Scala Web Scraping: A Step-by-Step Guide for Developers
Scala web scraping fits naturally into JVM data pipelines, sharing types and libraries with your Spark, Akka, and Kafka code. This guide covers everything you need to ship a production scraper: environment setup, library selection, pagination, JavaScript rendering, anti-bot mitigation, and structured data export. Including when a managed scraping API is the smarter call.
Kipras Kalzanauskas
Last updated: Jun 12, 2026
14 min read

TL;DR
- Use Scala Scraper (backed by jsoup) for static HTML extraction; its >> and >?> operators give you type-safe selectors in far fewer lines than raw Java.
- Paginate with Future.traverse for numeric offsets or a recursive LazyList for "next" link discovery.

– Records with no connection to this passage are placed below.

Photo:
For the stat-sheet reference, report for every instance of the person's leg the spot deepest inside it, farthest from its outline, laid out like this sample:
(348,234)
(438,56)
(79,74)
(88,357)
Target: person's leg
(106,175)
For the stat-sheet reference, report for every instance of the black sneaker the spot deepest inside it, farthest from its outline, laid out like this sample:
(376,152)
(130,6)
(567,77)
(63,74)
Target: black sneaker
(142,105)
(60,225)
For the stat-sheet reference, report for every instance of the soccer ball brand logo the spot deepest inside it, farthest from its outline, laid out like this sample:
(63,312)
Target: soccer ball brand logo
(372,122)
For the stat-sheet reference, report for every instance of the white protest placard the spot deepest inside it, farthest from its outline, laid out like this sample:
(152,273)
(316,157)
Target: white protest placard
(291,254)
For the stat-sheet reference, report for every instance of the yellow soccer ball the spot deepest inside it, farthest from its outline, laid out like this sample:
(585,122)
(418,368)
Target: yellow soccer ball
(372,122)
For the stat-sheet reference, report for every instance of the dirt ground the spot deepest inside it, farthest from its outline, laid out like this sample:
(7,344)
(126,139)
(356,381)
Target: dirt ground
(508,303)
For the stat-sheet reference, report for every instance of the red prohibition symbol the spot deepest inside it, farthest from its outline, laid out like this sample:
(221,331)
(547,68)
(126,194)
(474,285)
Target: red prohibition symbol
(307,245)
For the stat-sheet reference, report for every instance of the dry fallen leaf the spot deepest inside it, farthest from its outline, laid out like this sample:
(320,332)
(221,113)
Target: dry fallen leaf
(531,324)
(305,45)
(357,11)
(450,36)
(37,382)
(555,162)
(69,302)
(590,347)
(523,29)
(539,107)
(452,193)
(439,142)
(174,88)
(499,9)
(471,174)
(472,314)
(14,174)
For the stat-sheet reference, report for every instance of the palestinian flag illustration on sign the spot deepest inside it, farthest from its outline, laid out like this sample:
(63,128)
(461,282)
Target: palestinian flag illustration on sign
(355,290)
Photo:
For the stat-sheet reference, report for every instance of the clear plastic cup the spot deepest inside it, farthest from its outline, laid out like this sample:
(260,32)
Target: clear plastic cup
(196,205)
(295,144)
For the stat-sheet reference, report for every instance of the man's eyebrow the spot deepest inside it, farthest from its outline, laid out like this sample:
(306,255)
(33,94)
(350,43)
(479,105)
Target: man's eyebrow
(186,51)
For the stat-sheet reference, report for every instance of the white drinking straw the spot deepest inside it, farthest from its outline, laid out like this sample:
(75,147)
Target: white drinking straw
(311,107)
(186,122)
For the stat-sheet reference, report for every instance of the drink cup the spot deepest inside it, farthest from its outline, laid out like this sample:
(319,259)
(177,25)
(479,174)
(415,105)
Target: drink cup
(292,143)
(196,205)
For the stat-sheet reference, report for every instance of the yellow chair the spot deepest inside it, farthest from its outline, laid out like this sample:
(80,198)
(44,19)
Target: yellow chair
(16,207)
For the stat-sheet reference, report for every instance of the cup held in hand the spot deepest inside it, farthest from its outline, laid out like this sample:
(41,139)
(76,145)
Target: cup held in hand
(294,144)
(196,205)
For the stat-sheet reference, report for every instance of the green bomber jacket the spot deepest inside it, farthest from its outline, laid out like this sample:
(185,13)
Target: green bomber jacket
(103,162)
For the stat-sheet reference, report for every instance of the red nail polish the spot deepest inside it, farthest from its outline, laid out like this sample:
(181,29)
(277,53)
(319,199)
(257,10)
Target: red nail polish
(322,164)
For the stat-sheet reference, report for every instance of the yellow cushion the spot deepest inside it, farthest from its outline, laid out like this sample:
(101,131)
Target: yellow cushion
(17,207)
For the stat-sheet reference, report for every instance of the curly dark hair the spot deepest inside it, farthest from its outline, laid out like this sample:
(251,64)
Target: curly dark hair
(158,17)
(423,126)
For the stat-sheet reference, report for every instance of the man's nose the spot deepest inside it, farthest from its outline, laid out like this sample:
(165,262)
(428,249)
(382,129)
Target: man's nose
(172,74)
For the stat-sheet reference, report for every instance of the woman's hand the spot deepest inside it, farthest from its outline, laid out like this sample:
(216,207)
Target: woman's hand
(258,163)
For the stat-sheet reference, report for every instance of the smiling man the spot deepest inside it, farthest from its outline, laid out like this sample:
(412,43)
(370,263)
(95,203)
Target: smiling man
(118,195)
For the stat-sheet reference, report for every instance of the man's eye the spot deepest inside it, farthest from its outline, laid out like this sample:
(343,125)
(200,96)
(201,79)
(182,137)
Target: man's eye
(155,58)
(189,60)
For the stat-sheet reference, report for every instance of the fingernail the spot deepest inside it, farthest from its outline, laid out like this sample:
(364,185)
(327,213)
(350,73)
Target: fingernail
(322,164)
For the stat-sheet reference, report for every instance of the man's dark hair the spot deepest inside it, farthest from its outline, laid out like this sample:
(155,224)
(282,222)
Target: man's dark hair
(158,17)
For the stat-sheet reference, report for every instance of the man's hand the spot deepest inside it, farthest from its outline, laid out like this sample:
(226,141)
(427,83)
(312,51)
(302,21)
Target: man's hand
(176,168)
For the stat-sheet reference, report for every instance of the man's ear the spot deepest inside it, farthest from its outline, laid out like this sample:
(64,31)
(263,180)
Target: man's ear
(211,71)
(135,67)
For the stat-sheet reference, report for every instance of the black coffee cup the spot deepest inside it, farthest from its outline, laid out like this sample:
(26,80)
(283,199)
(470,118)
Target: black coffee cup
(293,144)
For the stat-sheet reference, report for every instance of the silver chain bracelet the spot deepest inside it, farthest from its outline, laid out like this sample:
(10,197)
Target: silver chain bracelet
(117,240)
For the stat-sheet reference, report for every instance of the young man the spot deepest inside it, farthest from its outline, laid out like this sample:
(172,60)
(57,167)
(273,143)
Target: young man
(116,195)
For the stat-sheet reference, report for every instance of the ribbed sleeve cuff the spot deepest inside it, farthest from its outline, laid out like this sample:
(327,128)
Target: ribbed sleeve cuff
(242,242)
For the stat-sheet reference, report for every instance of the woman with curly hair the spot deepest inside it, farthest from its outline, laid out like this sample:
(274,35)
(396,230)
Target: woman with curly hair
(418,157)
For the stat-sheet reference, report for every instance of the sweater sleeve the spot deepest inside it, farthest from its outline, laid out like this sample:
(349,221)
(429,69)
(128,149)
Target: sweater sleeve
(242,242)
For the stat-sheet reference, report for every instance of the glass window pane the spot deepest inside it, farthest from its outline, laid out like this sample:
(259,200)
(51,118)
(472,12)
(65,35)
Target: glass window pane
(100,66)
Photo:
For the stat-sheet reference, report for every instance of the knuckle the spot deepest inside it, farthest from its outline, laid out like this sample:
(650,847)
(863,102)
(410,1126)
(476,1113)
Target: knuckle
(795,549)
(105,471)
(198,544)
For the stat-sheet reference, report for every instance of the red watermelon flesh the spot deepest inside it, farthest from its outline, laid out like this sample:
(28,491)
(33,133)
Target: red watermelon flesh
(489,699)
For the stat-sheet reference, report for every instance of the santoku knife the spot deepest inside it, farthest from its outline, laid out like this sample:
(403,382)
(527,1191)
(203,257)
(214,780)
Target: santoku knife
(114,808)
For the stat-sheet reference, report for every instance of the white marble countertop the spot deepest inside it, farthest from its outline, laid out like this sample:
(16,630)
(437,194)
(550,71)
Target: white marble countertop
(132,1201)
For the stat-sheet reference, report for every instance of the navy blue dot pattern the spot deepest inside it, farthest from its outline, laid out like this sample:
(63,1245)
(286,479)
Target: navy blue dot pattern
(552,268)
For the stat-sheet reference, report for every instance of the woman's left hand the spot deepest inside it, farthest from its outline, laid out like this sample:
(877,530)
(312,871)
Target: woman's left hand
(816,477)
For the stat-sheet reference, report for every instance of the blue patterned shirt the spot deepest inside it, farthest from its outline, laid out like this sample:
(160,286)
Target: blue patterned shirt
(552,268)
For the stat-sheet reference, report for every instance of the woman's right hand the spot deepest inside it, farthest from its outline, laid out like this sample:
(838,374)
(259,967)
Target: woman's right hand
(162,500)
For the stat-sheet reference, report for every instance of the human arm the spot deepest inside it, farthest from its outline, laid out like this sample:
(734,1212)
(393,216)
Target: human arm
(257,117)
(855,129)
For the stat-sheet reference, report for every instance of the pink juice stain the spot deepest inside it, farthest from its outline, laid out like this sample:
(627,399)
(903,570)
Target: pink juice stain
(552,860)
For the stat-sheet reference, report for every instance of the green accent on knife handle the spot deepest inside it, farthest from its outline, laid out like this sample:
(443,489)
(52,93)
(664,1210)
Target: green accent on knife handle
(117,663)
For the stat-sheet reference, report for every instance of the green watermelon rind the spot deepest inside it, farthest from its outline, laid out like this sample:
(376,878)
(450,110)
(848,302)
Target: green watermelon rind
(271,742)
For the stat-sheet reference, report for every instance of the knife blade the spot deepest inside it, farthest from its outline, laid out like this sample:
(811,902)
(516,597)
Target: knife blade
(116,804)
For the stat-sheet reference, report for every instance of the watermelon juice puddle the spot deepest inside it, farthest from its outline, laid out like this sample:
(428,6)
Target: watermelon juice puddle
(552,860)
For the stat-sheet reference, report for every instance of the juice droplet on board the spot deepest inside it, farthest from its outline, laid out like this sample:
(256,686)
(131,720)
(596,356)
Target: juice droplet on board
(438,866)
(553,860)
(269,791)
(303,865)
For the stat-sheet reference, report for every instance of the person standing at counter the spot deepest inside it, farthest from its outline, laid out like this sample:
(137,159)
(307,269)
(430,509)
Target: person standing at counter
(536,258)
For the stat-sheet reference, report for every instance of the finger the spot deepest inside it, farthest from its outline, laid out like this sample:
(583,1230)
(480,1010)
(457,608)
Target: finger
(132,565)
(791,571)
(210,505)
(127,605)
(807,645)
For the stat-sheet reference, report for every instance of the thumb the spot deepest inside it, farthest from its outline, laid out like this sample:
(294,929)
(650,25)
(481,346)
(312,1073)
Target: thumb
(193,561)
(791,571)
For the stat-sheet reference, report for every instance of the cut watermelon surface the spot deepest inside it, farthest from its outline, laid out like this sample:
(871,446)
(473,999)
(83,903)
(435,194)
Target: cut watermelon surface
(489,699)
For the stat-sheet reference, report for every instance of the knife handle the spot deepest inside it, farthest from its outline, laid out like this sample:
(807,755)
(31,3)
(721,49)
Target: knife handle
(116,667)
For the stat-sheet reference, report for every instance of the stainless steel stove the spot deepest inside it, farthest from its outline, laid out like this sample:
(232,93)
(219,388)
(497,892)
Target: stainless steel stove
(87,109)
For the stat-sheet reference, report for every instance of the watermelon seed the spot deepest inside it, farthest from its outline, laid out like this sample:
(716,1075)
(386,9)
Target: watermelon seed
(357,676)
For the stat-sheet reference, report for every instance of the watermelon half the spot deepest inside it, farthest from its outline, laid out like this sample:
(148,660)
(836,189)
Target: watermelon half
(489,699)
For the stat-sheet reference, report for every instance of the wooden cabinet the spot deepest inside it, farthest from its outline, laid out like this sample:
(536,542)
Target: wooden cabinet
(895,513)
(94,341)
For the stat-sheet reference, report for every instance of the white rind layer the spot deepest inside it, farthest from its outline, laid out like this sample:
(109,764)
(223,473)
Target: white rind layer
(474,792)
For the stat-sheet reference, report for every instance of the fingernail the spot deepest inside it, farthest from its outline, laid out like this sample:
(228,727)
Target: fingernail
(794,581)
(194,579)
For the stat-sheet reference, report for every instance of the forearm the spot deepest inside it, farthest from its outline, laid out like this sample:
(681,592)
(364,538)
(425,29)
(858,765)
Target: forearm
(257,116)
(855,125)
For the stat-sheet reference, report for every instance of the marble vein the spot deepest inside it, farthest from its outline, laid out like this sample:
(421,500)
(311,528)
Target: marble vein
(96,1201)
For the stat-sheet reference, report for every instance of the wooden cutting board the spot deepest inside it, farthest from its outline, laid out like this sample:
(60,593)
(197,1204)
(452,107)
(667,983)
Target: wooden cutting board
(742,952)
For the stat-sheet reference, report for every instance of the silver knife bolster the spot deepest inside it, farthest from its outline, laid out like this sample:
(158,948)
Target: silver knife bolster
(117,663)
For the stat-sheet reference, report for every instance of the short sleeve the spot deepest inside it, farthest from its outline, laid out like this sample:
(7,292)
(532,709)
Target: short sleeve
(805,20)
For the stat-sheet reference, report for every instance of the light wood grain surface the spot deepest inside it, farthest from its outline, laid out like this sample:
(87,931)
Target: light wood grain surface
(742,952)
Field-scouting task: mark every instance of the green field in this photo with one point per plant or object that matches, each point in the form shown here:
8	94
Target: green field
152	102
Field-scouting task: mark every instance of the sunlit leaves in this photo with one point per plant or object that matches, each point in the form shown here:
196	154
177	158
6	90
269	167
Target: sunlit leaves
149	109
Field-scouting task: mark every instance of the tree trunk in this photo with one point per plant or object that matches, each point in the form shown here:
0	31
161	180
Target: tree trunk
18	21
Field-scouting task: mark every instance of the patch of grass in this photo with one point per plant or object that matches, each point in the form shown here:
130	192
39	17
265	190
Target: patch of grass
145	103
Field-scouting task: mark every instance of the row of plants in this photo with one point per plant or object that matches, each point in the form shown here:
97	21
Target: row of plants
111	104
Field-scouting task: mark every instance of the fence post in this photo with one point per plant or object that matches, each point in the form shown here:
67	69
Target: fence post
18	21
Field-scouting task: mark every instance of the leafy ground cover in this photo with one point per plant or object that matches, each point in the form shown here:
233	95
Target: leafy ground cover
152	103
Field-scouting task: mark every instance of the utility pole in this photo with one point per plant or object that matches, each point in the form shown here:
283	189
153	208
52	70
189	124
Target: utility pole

- For JavaScript-rendered pages, route requests through the Decodo Web Scraping API – feed the returned HTML straight into Scala Scraper without changing your extraction code.
- Export to CSV with kantan.csv, JSON Lines with circe, or a database with Doobie; pick based on whether you need one-off snapshots or a queryable, deduplicated history.
What is Scala?
Scala is a statically typed, multi-paradigm language that runs on the JVM and compiles to the same bytecode as Java. Every Java library is directly callable from Scala – no bindings, no wrappers.
The language blends object-oriented and functional programming: classes and inheritance from the OO side, plus immutable collections, pattern matching, higher-order functions, and for-comprehensions from the functional side. Two versions are actively maintained: Scala 2.13 (broadest library compatibility) and Scala 3 (improved type system, cleaner syntax). All libraries referenced in this guide work on both.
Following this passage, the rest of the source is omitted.